この話はつづきです。はじめから読まれる方は「狂女」へ

僕たちは言葉少なくテレビを見ていた。
「ラーメンでも食うか?」
叔父さんに聞かれ、「はい」と答える。

「ラーメン、ラーメン」
加奈さんは無邪気に言ってにこにこしている。
二人だけになり、加奈さんを抱いて顔中にキスの雨を降らせた。
加奈さんは目を閉じておとなしくしていた。
「好きだ!」
唇に激しいキスをする。
狂人だろうが何だろうが関係無い。
胸に燃え盛っている炎の勢いのままに、愛しい人と愛し合っていたい。
「ユウイチ、好き。
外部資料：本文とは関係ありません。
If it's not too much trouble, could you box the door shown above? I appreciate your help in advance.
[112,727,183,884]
好き」
叔母は相手が甥だとわからないまま自身の愛欲に身を委ねており、それを良い事に僕も愛欲に任せている。
いや、本当はこの人を弄んでいる・・・。
「もっとお」
加奈さんは両腕を僕の首に回し、大きく見開いた目で見詰めて催促した。
数瞬でもその表情が正常な女に見えた時ははっとなった。
まさかこの人は・・・。
「ユウイチ」
叔母はさらなるキスを求めている。
僕は緊張して叔母を見詰めたまま、「加奈さん・・・」と呟いた。
いきなり強くキスをされ、しばらくキスを続けた。
それから唇を離した。
「ユウイチ、好き」
叔母は以前には言わなかった僕の名前を今日何度も口にしており、もしかして正気に戻り掛けているのでは・・・と疑った。
しかし、ラーメンを盆に載せて居間に戻った叔父さんにその事を聞いても相手にされなかった。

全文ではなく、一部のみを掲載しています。